Von Gleichberechtigung noch weit entfernt
Die neue Welle der Diskussion über sexualisierte Gewalt überrascht mich nicht. Dass öffentlich-rechtliche Amtsträger sie duldeten, wie jetzt im Saarländischen Rundfunk deutlich wird, gehört zum Syndrom.

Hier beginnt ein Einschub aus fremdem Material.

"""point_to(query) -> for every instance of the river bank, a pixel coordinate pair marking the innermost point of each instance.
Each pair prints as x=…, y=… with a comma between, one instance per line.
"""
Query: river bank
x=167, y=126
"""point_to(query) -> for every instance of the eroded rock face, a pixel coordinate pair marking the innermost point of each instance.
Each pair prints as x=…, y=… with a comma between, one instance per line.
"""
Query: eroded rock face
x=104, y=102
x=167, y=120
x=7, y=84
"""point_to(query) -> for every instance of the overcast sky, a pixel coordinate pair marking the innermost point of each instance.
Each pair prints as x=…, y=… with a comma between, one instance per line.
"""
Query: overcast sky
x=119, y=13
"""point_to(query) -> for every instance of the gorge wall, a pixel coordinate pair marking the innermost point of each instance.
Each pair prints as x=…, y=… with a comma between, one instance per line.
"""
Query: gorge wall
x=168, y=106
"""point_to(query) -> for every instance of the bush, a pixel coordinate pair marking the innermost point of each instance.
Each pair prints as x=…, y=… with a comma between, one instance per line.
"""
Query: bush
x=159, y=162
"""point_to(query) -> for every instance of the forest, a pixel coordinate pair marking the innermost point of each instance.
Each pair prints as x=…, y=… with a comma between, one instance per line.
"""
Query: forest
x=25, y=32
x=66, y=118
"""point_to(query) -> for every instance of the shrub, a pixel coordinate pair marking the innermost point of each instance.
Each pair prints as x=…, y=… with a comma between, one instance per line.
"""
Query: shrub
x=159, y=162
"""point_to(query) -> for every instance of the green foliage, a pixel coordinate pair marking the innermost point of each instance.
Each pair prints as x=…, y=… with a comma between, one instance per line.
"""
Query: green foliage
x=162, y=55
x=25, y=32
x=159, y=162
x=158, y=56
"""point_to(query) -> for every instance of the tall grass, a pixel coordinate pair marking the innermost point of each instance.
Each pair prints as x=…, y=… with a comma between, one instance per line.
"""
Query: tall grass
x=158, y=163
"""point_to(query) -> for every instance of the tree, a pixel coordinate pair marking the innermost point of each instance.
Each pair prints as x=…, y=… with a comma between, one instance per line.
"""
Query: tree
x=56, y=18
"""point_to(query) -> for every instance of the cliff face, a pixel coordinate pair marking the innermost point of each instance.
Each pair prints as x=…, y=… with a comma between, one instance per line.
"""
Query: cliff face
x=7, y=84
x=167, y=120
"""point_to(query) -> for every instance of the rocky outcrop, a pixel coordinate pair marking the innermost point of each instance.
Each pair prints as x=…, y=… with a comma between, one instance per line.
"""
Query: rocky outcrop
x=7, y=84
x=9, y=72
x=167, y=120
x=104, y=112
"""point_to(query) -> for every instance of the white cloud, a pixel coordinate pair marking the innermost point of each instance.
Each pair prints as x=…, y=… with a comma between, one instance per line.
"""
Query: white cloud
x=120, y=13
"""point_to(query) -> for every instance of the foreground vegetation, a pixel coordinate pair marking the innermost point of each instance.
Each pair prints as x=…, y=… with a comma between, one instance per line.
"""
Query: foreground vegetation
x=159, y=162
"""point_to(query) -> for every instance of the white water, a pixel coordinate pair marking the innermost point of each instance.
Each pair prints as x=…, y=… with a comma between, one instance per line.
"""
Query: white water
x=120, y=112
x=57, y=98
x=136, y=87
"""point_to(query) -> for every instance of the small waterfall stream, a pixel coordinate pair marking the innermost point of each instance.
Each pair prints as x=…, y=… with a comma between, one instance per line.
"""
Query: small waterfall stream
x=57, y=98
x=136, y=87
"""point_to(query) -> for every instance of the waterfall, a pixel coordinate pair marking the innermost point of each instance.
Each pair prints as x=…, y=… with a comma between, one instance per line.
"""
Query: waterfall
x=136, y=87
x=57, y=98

Neu ist, dass es im Jahr 2018 eine in meinen Augen ernstzunehmende Bereitschaft gibt, Vorfälle „aufzuarbeiten“. Aufarbeitung ist gut, sie steht den Intendanten. Man denkt: Das ist modern. Im NDR haben Kolleginnen am Ende des Jahres 2017 öffentlich gemacht, wie sie verbal in jüngster Zeit gedemütigt wurden. Diese Veröffentlichung und die betriebsinterne Diskussion darüber brandmarken Übergriffe als das, was sie sind: unzulässig. Ich unterstütze diese Anstrengungen. Aber reicht das aus? Es sollte in meinen Augen jedenfalls nicht allein bei dieser Beschäftigung bleiben. Denn noch immer sind wir fern von Strukturen, in denen Männer und Frauen gleiche Rechte haben.
Was sind die gegenwärtigen Strukturen? Seit nunmehr 18 Jahren leite ich im Norddeutschen Rundfunk eine Abteilung. Als Abteilungsleiterin gehöre ich beim NDR-Fernsehen indes nach wie vor einer Minderheit an. Einen ganzen Programmbereich gibt es, in dem Kolleginnen als Abteilungsleiterinnen (also mit nennenswerter Personal- und Budgetverantwortung) wieder völlig verschwunden sind. Den deutsch-französischen Sender ARTE, für den ich ebenfalls arbeite, dominieren, sofern es ums Programm geht, ausschließlich Männer. Wer kann das rechtfertigen? Der öffentlich-rechtliche Rundfunk ist ein Solidarsystem, das von Frauen und Männern finanziert wird und von Frauen und Männern gleichermaßen genutzt wird. Meine Frage ist: Wie kann es sein, dass Führungsjobs im Jahr 2018 im öffentlich-rechtlichen Rundfunk noch immer nicht paritätisch mit beiden Geschlechtern besetzt sind?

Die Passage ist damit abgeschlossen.